Even with the limitations on the protection of ideas, some case law has found recovery pursuant to the law of undeveloped ideas based on express contract theory, the implied-in-law contract (quasi contract), and the property theory.

Express Contract Theory

A contract between parties that authorizes payment for an idea have been enforced. However, a law for an undeveloped idea must satisfy traditional contract elements, such as the element of consideration. Take for instance the case of Masline v. New York, New Haven and Hartford Railroad Co., 95 Conn. 702, 112 A. 639 (1920). In that case, an employee for the railroad told his employer he had an idea that could potentially make the railroad a lot of money.
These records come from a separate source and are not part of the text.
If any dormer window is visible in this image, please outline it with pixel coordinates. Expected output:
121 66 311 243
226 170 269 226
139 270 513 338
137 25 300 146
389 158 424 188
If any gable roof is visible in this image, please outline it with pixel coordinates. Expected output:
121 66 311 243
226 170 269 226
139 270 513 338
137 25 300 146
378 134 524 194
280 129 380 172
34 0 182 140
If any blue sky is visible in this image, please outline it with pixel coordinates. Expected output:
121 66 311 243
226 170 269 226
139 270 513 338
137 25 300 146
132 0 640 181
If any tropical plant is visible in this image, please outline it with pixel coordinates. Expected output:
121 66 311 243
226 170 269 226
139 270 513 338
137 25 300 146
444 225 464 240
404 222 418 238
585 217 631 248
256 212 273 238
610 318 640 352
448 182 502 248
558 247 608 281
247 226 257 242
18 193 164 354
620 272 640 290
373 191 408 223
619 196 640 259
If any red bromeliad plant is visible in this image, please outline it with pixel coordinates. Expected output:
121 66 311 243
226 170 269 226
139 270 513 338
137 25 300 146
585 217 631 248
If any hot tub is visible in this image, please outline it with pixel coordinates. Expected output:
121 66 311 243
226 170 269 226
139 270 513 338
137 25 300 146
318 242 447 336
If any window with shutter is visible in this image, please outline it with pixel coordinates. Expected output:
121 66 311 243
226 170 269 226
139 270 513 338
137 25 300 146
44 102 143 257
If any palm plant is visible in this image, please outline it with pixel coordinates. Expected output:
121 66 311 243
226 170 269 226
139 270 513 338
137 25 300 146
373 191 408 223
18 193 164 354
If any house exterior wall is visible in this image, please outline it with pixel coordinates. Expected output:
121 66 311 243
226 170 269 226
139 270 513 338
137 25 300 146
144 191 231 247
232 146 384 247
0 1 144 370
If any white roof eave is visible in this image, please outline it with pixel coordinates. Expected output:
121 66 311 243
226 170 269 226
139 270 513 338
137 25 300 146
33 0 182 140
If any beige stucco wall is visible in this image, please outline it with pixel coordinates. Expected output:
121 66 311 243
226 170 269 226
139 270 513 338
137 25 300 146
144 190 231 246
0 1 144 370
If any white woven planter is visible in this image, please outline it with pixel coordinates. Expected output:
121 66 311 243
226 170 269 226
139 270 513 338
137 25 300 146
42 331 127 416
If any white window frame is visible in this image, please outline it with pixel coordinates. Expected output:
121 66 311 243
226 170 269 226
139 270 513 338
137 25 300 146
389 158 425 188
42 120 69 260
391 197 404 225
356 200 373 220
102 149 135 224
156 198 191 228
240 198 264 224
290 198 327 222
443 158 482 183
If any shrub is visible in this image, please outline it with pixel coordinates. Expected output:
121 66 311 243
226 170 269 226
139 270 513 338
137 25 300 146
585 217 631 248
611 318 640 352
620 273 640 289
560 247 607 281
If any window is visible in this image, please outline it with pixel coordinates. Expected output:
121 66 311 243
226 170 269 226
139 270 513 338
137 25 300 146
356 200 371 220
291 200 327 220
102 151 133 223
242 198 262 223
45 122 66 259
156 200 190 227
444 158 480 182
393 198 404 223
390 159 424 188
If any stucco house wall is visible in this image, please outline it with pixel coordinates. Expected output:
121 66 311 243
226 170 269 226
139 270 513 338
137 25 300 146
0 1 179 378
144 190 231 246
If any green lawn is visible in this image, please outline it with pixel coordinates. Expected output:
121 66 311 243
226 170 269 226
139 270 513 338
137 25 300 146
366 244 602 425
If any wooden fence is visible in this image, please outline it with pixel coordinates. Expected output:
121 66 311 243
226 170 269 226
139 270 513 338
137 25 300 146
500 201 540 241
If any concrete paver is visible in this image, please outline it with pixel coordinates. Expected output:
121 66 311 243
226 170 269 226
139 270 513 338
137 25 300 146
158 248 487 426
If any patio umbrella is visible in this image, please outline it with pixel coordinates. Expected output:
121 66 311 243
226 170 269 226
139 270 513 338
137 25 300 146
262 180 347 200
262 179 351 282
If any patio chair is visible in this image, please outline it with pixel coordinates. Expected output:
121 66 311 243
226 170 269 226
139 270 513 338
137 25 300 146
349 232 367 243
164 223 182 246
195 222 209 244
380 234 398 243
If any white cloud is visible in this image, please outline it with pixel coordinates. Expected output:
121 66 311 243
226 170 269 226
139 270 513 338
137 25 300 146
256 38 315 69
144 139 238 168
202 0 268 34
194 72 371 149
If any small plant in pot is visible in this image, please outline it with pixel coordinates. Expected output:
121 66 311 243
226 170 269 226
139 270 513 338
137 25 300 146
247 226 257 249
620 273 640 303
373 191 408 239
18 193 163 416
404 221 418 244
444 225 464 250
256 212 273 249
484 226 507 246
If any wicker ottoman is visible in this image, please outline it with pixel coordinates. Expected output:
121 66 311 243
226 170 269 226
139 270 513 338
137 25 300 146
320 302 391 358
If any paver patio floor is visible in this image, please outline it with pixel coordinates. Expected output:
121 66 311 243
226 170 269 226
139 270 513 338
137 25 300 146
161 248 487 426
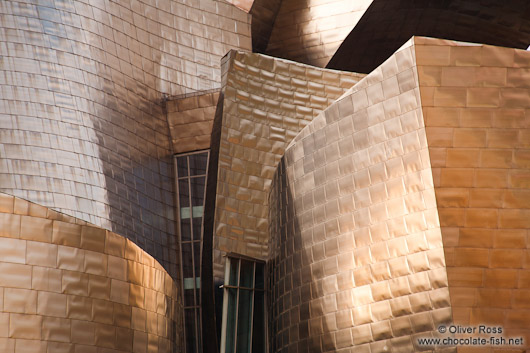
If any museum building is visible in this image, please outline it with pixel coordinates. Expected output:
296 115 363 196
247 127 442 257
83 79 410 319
0 0 530 353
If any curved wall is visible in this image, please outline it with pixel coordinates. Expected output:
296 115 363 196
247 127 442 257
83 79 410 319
269 40 452 352
0 194 182 353
0 0 251 275
326 0 530 73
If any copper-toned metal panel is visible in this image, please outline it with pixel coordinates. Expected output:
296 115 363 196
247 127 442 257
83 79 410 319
0 193 182 353
327 0 530 73
166 91 219 153
269 43 452 352
264 0 373 67
414 38 530 352
0 0 251 276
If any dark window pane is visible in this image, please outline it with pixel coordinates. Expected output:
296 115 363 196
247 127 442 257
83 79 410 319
189 153 208 175
252 288 265 353
254 263 265 289
225 288 237 353
184 309 197 353
193 242 201 305
179 179 190 208
190 177 206 206
228 259 239 286
177 156 188 178
236 288 252 353
239 260 254 288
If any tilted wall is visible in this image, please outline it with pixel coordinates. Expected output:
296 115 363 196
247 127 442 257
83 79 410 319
269 42 452 352
0 0 251 275
415 38 530 352
210 51 362 279
0 193 182 353
264 0 373 67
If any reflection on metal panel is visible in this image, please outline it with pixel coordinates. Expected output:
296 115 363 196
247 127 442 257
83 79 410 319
269 39 452 352
0 193 182 353
213 51 363 279
0 0 251 276
175 151 209 353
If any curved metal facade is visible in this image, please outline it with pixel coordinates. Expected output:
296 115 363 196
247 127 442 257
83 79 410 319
0 194 182 353
269 40 451 352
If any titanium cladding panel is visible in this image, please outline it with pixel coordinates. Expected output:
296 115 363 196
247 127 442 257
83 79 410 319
0 0 251 275
212 51 364 279
269 43 452 352
0 193 182 353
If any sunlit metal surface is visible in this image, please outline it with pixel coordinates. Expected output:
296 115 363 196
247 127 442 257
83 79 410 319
269 38 452 352
0 193 182 353
262 0 372 66
326 0 530 73
166 90 219 153
0 0 251 275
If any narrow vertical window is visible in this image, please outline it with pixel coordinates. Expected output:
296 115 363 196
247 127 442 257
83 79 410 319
221 257 265 353
175 151 208 353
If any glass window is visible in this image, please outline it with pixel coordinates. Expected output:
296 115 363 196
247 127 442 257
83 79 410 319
221 257 265 353
175 151 209 353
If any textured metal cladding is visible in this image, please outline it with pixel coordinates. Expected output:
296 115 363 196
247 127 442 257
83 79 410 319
213 51 363 279
0 0 251 275
0 193 182 353
166 91 219 153
415 38 530 351
269 43 452 352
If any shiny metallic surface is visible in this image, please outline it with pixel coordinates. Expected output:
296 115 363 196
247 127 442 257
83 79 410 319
269 40 452 352
326 0 530 73
213 51 363 279
0 0 251 275
0 193 182 353
166 90 219 153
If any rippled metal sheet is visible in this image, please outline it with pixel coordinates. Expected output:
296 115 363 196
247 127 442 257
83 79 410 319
264 0 372 66
269 37 452 352
213 51 362 278
0 0 251 275
414 38 530 349
0 193 182 353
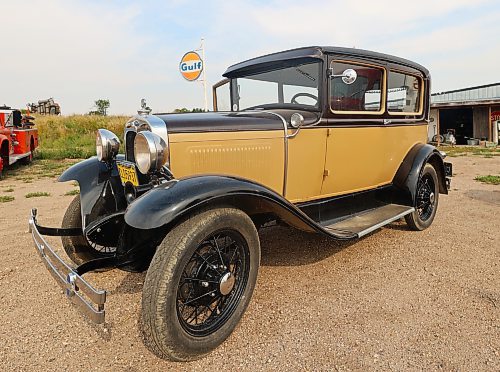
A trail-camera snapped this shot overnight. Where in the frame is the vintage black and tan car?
[30,47,451,361]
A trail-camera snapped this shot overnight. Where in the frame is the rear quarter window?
[387,71,422,115]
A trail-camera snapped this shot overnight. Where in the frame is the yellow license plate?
[117,164,139,186]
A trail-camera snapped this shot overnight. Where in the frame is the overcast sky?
[0,0,500,115]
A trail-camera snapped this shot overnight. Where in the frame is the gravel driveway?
[0,156,500,372]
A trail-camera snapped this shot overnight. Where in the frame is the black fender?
[58,155,127,228]
[125,175,355,239]
[393,143,448,205]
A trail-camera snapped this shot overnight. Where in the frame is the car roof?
[223,46,429,78]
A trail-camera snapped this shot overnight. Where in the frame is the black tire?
[61,195,113,265]
[141,208,260,361]
[405,164,439,231]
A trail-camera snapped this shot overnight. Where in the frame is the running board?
[324,204,415,238]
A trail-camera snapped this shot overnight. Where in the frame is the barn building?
[428,83,500,145]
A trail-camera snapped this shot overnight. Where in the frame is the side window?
[387,71,422,114]
[213,80,231,111]
[330,61,384,114]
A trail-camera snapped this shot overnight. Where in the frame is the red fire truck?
[0,106,38,178]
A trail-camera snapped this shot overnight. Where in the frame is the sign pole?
[201,37,208,112]
[179,38,208,111]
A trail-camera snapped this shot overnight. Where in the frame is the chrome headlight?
[134,131,169,174]
[95,129,120,161]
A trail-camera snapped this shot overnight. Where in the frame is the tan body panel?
[169,125,427,203]
[169,130,285,194]
[285,127,328,203]
[321,125,427,197]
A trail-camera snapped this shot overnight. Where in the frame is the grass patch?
[64,190,80,196]
[24,191,50,199]
[0,195,15,203]
[474,175,500,185]
[5,159,78,183]
[35,115,129,159]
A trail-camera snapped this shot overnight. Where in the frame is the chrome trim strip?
[29,209,106,324]
[267,111,289,197]
[358,207,415,238]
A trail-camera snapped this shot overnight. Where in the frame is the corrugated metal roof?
[431,83,500,105]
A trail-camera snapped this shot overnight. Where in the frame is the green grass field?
[35,115,128,159]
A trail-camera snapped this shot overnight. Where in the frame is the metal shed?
[428,83,500,144]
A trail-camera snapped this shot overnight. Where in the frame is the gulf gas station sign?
[179,51,203,81]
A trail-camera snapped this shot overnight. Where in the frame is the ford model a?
[30,47,451,360]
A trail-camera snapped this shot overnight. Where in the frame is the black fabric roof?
[223,46,429,78]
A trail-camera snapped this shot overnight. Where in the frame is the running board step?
[324,204,415,238]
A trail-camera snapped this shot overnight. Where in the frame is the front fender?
[58,156,126,228]
[125,175,352,239]
[393,143,448,205]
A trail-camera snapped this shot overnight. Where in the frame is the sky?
[0,0,500,115]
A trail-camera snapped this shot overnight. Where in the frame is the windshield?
[233,62,321,110]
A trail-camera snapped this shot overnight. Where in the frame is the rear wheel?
[142,208,260,361]
[405,164,439,231]
[61,195,116,265]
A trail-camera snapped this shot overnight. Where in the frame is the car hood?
[154,111,285,133]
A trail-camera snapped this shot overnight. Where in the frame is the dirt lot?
[0,156,500,371]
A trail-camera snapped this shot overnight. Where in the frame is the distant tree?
[92,99,109,116]
[174,107,205,114]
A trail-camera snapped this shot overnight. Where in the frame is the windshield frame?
[229,58,325,112]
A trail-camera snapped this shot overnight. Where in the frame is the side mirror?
[290,112,304,129]
[331,68,358,85]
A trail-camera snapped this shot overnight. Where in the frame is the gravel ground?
[0,156,500,372]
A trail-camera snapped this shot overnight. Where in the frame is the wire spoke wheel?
[141,208,260,361]
[416,174,436,221]
[176,230,250,336]
[405,164,439,231]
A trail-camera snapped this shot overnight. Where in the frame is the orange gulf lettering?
[179,52,203,81]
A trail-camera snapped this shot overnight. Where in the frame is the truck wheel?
[61,195,116,265]
[142,208,260,361]
[405,164,439,231]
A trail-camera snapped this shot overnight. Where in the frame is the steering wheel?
[290,93,318,105]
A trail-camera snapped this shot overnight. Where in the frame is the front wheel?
[142,208,260,361]
[405,164,439,231]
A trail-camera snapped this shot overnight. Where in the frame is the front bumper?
[29,209,106,324]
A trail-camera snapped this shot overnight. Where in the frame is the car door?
[321,59,391,196]
[321,58,427,196]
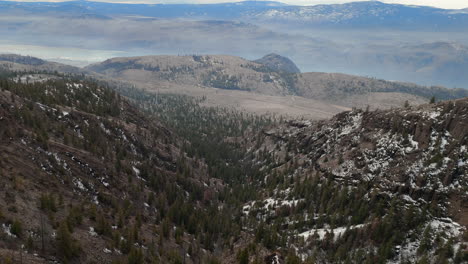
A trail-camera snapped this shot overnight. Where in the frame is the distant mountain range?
[85,54,468,108]
[0,1,468,88]
[0,1,468,30]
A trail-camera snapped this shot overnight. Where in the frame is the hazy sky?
[6,0,468,9]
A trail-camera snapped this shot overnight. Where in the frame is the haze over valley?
[0,0,468,264]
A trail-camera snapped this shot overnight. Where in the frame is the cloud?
[0,0,468,9]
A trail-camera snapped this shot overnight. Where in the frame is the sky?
[5,0,468,9]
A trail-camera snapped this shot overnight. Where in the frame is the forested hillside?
[0,72,468,264]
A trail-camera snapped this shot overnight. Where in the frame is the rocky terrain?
[0,60,468,264]
[243,99,468,263]
[0,72,236,263]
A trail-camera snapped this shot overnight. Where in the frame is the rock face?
[0,76,222,263]
[255,53,301,73]
[244,98,468,263]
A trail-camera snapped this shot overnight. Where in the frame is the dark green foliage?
[10,220,23,237]
[57,222,80,263]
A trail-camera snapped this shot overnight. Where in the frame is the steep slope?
[254,53,301,73]
[244,99,468,263]
[0,75,234,263]
[0,1,468,30]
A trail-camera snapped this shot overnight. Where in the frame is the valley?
[0,0,468,264]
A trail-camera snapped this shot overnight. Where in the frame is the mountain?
[0,73,241,263]
[243,98,468,263]
[249,1,468,30]
[254,53,301,73]
[86,55,468,111]
[0,1,468,30]
[0,65,468,264]
[0,54,84,74]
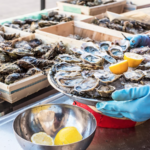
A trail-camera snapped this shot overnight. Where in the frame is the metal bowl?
[47,69,110,106]
[13,104,97,150]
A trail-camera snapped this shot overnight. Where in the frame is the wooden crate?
[0,7,92,24]
[81,13,133,36]
[36,21,132,47]
[0,34,65,103]
[57,0,126,16]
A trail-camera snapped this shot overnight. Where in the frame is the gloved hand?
[96,85,150,122]
[127,34,150,48]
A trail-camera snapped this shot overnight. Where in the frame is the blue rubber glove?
[127,34,150,48]
[96,85,150,122]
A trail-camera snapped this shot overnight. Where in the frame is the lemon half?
[54,127,82,145]
[124,53,144,68]
[31,132,54,145]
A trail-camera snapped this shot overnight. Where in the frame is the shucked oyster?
[82,43,116,63]
[99,41,111,51]
[109,45,123,59]
[81,54,104,66]
[74,78,99,93]
[124,70,145,82]
[94,70,121,84]
[56,76,84,87]
[55,62,82,71]
[57,54,81,63]
[96,85,116,97]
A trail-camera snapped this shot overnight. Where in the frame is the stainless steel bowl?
[13,104,97,150]
[47,69,110,106]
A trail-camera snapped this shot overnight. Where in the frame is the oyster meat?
[109,46,123,59]
[56,76,84,88]
[124,70,145,82]
[96,85,116,97]
[81,54,104,66]
[57,54,81,63]
[94,70,121,84]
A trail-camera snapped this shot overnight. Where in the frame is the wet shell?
[56,76,84,88]
[124,70,145,82]
[5,73,23,84]
[57,54,81,63]
[99,41,111,51]
[96,85,116,97]
[55,62,82,71]
[94,70,121,84]
[109,45,123,59]
[81,54,104,66]
[74,78,99,93]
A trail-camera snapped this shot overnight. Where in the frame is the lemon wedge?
[109,60,128,74]
[54,127,82,145]
[124,52,144,68]
[31,132,54,145]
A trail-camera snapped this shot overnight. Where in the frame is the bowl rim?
[12,103,97,147]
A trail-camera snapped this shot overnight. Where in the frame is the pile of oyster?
[0,39,66,84]
[50,40,150,100]
[3,11,73,33]
[65,0,116,7]
[92,17,150,34]
[0,25,20,42]
[68,34,98,43]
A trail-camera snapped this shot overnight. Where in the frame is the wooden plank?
[57,0,126,16]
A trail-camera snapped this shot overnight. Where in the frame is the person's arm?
[96,85,150,122]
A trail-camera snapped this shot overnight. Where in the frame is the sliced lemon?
[31,132,54,145]
[109,60,128,74]
[124,53,143,68]
[54,127,82,145]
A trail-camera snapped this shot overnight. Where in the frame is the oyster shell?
[123,70,145,82]
[109,45,123,59]
[57,54,81,63]
[56,76,84,88]
[74,78,99,93]
[99,41,111,51]
[96,85,116,97]
[112,40,130,52]
[55,62,82,71]
[130,46,150,55]
[81,54,104,66]
[5,73,23,84]
[94,70,121,84]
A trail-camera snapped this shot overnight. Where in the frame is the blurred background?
[0,0,59,19]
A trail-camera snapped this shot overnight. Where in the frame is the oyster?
[55,62,82,71]
[74,78,99,93]
[26,67,42,76]
[94,70,121,84]
[99,41,111,51]
[112,40,130,52]
[15,41,32,50]
[5,73,23,84]
[57,54,81,63]
[56,76,84,88]
[4,33,16,40]
[109,46,123,59]
[81,54,104,66]
[11,48,34,57]
[124,70,145,82]
[96,85,116,97]
[33,44,51,56]
[130,46,150,55]
[28,39,42,48]
[17,56,37,69]
[0,63,21,74]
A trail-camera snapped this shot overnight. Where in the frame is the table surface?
[0,94,150,150]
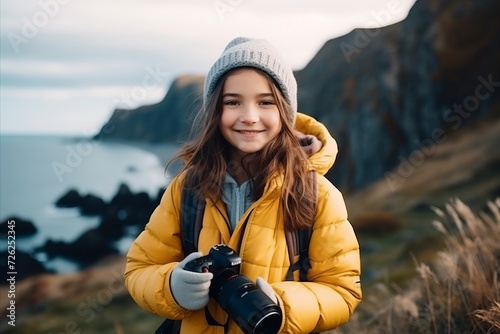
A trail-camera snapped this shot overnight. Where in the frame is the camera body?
[184,244,283,334]
[184,244,241,298]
The railroad countered and said that if the employee told the railroad his idea, he would be compensated for it in the form of a percentage of the profits. The employee told the railroad that it should advertise on its railway cars and in other areas around the platform. The railroad implemented this policy and made a lot of money, but refused to compensate the employee for the idea. The court found that the company was not liable to pay the employee due to the lack of consideration for the contract because plaintiff’s idea was not novel and therefore was valueless as consideration.

In Minnesota, to show the breach of an express contract plaintiff must provide evidence of either the existence of an agreement or an unjust enrichment that resulted from some wrongdoing. Holman v. CPT Corp., 457 N.W.2d 740 (Minn. Ct. App. 1990).

Implied Contract Theory/Quasi-Contract/Unjust Enrichment

In contrast to an express contract, an “implied” contract is not based upon the parties’ intentions, but rather a court’s determination that one person was unjustly enriched at the expense of another and therefore, an obligation arises to make that person whole. Most jurisdictions, Minnesota included, hold that an idea must be novel for a defendant to be able to be unjustly enriched with the knowledge of the idea.


Some jurisdictions have held that a novel is personal property and therefore can recover for the taking or unauthorized use of that property. Minnesota has held that “abstract ideas are not protectable property interests…[i]n order for an abstract idea to be the subject of an express or implied contract to be otherwise protected by the law, it must be novel and concrete.” Tate v. Scanlan Intern., Inc., 403 N.W.2d 666, 671 (Minn. Ct. App. 1987). An original idea is a novel idea and is something that is not already known or in use. Id. at 671. A concrete idea “pertains to the requisite development stage of the idea what is presented [and] an idea is a protectable property interests, if it is sufficiently developed to be ready for immediate use without additional embellishment.” Id. at 672.